Uuurrgg. Ich bin 9h eines Tages nicht zu Hause - in meiner Pfütze darf keiner ertrinken!!

Und wenn schon Zaun, dann wenigstens ein schicker (und einer, der im Aussenbereich erlaubt ist). Und der Zaun deines Nachbarn, tosa, gefällt mir richtig gut. (deinen habe ich noch gar nicht gesehen, vielleicht ist der noch besser. Aber beim Joggen komme ich eher bei dem anderen vorbei ....)


----------



## Teich4You (11. Juli 2016)

Dann gebe ich meinen Senf auch nochmal dazu. 

Bei uns kommt demnächst auch der Sichtschutz.
Wir werden keine runden Pfosten verbauen, aber eckige mit H-Trägern, die in Beton fixiert sind.
Auf der einen Seite in einer Reihe Schalsteine, auf der anderen Seite wahrscheinlich in 200er KG Rohren die mit Beton gefüllt werden.
Unser Sichtschutz ist geschlossen und der Wind wird ordentlich dagegen drücken, also muss das richtig halten.
Ich weiß jetzt nicht wie der Zaun von Tosas Nachbarn aussieht und wie stabil das alles werden muss, aber ich würde einbetonierte Bodenhülsen, H-Träger oder ähnliches vorziehen, damit die Pfosten keinen Bodenkontakt haben und bombenfest stehen.


----------



## mitch (11. Juli 2016)

Rhabanus schrieb:


> die sind viereckig - meine Pfosten sind rund


das hab ich schon gesehen  das du Rundhölzer hast.
du könntest die Stangen aber auch psssend für die hülsen bearbeiten (4 Kreissegmente absägen)


----------



## tosa (11. Juli 2016)

Hallo Michael,

Also Nachbar bekommt ihn nicht fest, das Ding wackelt wie ein lämmerschwanz. Wackel mal dran.... (Beim Joggen).

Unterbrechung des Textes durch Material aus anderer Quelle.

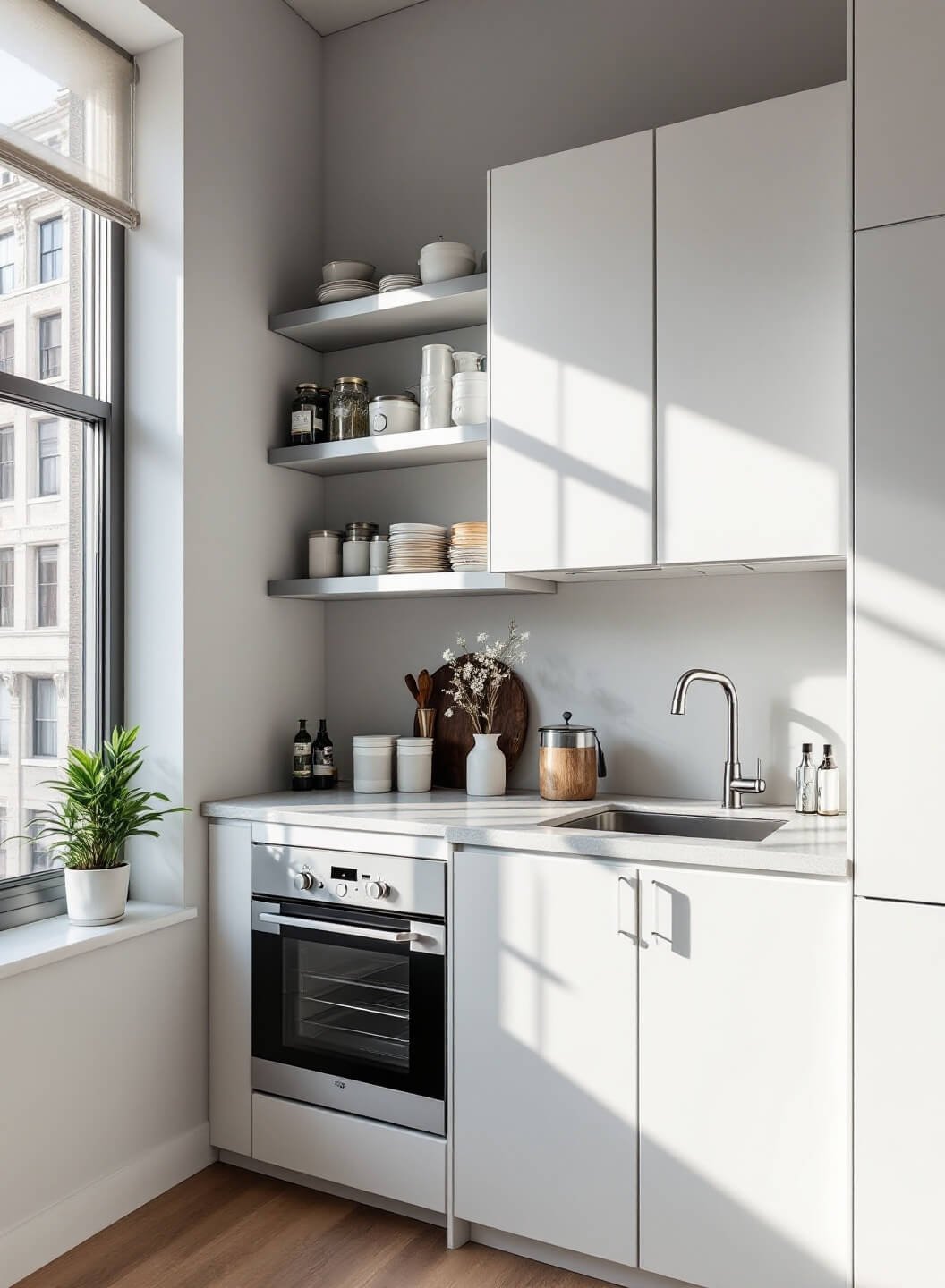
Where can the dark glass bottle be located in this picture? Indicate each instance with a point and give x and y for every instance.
(302, 760)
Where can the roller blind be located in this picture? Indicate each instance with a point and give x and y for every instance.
(66, 108)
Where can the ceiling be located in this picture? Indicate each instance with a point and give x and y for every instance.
(328, 16)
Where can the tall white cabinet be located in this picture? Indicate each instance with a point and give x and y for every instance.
(570, 259)
(752, 331)
(898, 91)
(898, 579)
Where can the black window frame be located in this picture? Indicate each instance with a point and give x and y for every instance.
(35, 895)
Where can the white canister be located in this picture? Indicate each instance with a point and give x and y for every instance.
(414, 764)
(436, 402)
(394, 413)
(438, 362)
(324, 553)
(356, 558)
(379, 555)
(374, 761)
(465, 360)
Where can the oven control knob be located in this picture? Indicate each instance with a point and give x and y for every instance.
(306, 880)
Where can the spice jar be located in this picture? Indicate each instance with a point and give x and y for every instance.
(350, 410)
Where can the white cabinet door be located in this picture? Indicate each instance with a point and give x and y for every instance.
(744, 1080)
(546, 1050)
(752, 331)
(898, 582)
(231, 982)
(898, 1073)
(570, 359)
(898, 105)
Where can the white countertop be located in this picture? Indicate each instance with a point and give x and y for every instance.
(807, 843)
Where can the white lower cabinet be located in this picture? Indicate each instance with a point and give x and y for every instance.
(898, 1080)
(700, 1079)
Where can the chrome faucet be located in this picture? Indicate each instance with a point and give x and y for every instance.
(734, 784)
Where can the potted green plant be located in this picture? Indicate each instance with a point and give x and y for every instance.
(99, 809)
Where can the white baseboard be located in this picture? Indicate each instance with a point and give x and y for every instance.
(43, 1238)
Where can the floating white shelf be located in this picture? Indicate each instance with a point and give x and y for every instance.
(421, 585)
(362, 455)
(394, 316)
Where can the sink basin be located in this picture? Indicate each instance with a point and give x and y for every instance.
(652, 823)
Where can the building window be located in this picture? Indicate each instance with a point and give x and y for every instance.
(8, 275)
(50, 347)
(48, 457)
(50, 249)
(6, 444)
(44, 717)
(47, 586)
(6, 588)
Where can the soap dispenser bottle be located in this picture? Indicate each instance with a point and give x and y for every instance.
(828, 784)
(806, 782)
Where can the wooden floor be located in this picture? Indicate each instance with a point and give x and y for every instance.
(234, 1229)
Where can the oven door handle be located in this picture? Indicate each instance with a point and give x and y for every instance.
(339, 928)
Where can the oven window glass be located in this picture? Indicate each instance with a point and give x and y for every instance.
(348, 1003)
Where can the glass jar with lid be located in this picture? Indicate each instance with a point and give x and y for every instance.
(350, 410)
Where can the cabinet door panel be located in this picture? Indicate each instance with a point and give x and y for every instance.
(752, 331)
(744, 1080)
(898, 107)
(546, 1036)
(898, 1073)
(570, 262)
(898, 582)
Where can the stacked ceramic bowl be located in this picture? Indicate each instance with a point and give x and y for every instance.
(470, 547)
(418, 547)
(398, 283)
(345, 280)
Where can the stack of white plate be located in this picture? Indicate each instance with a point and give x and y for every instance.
(418, 547)
(348, 289)
(470, 547)
(398, 283)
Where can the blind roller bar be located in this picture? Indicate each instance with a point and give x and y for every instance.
(61, 178)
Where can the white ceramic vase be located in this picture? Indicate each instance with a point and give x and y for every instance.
(485, 767)
(96, 896)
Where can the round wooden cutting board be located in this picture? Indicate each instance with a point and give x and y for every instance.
(453, 734)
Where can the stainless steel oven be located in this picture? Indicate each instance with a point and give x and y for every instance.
(350, 982)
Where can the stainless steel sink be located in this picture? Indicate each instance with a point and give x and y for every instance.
(654, 823)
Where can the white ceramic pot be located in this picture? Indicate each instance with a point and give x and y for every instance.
(97, 896)
(485, 767)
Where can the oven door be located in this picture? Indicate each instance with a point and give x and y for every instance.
(348, 1012)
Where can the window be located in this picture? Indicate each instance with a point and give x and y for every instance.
(6, 445)
(8, 275)
(50, 249)
(50, 347)
(47, 586)
(44, 717)
(48, 457)
(5, 588)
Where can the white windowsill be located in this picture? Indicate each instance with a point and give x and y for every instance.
(52, 940)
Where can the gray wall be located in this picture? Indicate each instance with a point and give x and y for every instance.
(419, 105)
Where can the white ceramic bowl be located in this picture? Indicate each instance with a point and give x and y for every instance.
(339, 269)
(444, 260)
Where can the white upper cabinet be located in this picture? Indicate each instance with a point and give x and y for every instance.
(570, 271)
(752, 331)
(744, 1080)
(546, 1050)
(898, 582)
(898, 107)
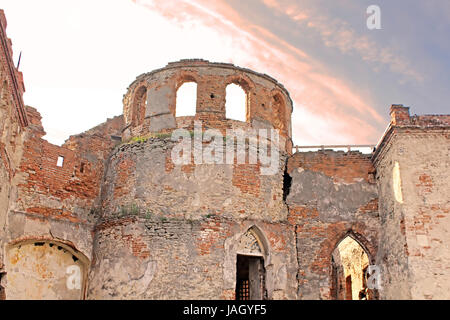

Unseren kannst du kaum sehen, wurde damals installiert um die ständigen Besuche von Großstadtbewohnern auf unserer Terrasse zu verhindern. Diese saßen teilweise während unserer Abwesenheit auf der Terrasse und hinterließen ihren Dreck. Der Rekord war ein Gartenstuhl im Teich, Gartenmöbel im Grundstück verteilt etc.....

Hierauf baute ich eine optische Sperre, Pfosten und 2 Latten, 140cm hoch, bis die __ Heckenpflanzen groß genug waren. Da steht dieser jetzt zu 95% drin und ist somit kaum noch sichtbar. Auf unserer wildkamera hatte ich letztens wieder ein Rudel Rehe drauf, aber seit dem Zaun keine Großstadtbewohner mehr.

Gegen wildschweine ist der Zaun nur bedingt geeignet, auf meiner dir wahrscheinlich vom Joggen bekannten Rückseite steht so ein Exemplar vor dem Naturschutzgebiet, diesen hat bereits 3-4x eine Rotte der Wildis zum Einsturz gebracht, ist schon ein geiler Anblick wenn die Rotte da mit Speed durchrennt, das 1. wird noch zurückgehalten, der Rest der Rotte macht dann dem Zaun den Garaus.

Die bodenverhältnisse geben hier nichts sinnvolles her, das ist das Problem.

@florian:
Michael und ich wohnen beide in der Pampa, auf 2 Seiten des Grundstücks keine Nachbarn und die Straßen zu den Grundstücken sind fahrzeugtechnisch Sackgassen.


----------



## Rhabanus (11. Juli 2016)

Die Sache ist ziemlich verzwickt, finde ich.



Teich4You schrieb:


> aber eckige mit H-Trägern, die in Beton fixiert sind.
> Auf der einen Seite in einer Reihe Schalsteine, auf der anderen Seite wahrscheinlich in 200er KG Rohren die mit Beton gefüllt werden.





tosa schrieb:


> Und ganz vergessen, im märkischen Sandboden halten die Dinger fast gar nicht, mein Nachbar ärgert sich bereits wie die Pest über den wackligen Zaun.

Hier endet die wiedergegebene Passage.